Soldi per la sanità no. Per le armi sì. Il governo apre all’utilizzo del programma europeo Safe per finanziare investimenti nella difesa, ma sulla scelta emergono subito profonde divisioni nella maggioranza.
Dopo l’annuncio del ministro degli Esteri Antonio Tajani, secondo cui l’Italia ha deciso di prenotare fino a 14,9 miliardi di euro dei prestiti messi a disposizione dall’Unione europea, la Lega ha chiesto che ogni decisione venga sottoposta al voto del Parlamento, mentre il ministro della Difesa Guido Crosetto ha precisato che non ci sarà alcun aumento della spesa militare.
La vicenda riguarda il programma Safe (Security Action for Europe), il fondo europeo da 150 miliardi di euro istituito per sostenere gli investimenti degli Stati membri nel settore della difesa attraverso prestiti a lungo termine e a condizioni agevolate. A ciascun Paese è stata attribuita una quota teorica: per l’Italia il tetto massimo è di 14,9 miliardi di euro.

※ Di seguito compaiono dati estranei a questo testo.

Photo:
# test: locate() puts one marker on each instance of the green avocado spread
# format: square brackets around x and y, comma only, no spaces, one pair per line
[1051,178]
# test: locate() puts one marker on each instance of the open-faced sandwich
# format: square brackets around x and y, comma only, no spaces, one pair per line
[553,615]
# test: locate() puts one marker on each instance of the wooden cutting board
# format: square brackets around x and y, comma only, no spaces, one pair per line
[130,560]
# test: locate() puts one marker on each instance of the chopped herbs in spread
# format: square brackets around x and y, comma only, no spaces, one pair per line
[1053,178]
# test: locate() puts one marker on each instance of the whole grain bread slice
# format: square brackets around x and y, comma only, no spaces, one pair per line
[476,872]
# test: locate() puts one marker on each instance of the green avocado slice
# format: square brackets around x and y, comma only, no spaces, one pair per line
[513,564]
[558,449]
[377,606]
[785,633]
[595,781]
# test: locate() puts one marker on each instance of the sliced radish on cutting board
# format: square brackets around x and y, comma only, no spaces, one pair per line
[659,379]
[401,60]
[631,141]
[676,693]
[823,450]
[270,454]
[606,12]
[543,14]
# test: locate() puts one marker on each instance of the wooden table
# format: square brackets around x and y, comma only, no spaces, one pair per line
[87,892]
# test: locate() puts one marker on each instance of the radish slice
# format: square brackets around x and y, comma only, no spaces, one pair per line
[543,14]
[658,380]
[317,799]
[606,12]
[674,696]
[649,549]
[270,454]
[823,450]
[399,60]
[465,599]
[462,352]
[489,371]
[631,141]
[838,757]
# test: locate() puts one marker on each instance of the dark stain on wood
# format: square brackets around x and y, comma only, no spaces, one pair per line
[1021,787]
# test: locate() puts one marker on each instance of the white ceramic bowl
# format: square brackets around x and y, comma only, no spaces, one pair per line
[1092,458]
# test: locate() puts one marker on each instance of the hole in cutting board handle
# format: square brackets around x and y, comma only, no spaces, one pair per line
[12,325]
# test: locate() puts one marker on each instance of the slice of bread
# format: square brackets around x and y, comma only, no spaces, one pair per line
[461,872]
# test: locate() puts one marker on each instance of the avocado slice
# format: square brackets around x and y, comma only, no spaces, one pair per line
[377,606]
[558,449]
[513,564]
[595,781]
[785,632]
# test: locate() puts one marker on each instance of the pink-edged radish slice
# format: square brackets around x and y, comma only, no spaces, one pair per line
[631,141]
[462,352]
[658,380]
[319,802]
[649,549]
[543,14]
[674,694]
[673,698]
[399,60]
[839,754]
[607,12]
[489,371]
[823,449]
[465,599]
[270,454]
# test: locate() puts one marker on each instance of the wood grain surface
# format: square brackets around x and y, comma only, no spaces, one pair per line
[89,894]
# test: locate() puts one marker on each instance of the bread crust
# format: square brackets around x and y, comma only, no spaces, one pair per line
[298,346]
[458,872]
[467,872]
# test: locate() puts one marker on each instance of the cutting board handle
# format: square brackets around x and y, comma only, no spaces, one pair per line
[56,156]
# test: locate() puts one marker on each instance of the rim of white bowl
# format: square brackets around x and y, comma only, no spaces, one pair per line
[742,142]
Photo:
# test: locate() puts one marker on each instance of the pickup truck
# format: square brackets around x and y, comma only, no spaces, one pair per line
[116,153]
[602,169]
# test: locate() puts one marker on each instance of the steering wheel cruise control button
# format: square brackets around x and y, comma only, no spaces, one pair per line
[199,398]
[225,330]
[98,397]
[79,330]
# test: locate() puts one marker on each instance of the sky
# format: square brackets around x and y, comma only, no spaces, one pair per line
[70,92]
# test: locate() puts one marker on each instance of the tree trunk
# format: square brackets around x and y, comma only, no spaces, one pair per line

L’annuncio è arrivato al termine di una riunione di governo. Tajani ha spiegato che l’Italia presenterà la richiesta entro la scadenza prevista dall’Unione europea, ma ha successivamente precisato che ciò non significa utilizzare integralmente l’importo disponibile. «Prenotiamo le risorse – ha chiarito – ma probabilmente ne useremo una parte inferiore».
La precisazione non è bastata a ricomporre le tensioni politiche. La Lega ha immediatamente preso le distanze sostenendo che una decisione di questo rilievo non possa essere assunta esclusivamente dal governo. Il partito di Matteo Salvini ha chiesto che sia il Parlamento a esprimersi sull’eventuale ricorso ai prestiti europei destinati alla difesa, rendendo evidente una diversa sensibilità rispetto agli alleati di Forza Italia.
Anche Crosetto è intervenuto per ridimensionare la portata dell’annuncio, assicurando che il ricorso ai fondi Safe non comporterà nuove spese militari, ma servirà eventualmente a finanziare programmi già previsti, sfruttando condizioni di finanziamento più favorevoli offerte dall’Unione europea. L’eventuale utilizzo delle risorse, ha lasciato intendere il ministro, sarà comunque inferiore ai 14,9 miliardi teoricamente disponibili.
La questione ha immediatamente acceso anche il confronto con le opposizioni. Movimento 5 Stelle e Alleanza Verdi e Sinistra hanno ribadito la loro contrarietà al ricorso al fondo europeo per la difesa, mentre nel Partito democratico il dibattito resta articolato, in linea con le diverse posizioni espresse a livello europeo sul piano di rafforzamento della difesa comune.
Il governo dovrà ora definire formalmente la richiesta da trasmettere a Bruxelles entro i termini previsti dal regolamento europeo. Solo successivamente verrà stabilito l’ammontare effettivo delle risorse da utilizzare e le modalità di impiego, mentre resta aperto il nodo politico posto dalla Lega sull’eventuale coinvolgimento del Parlamento nella decisione finale.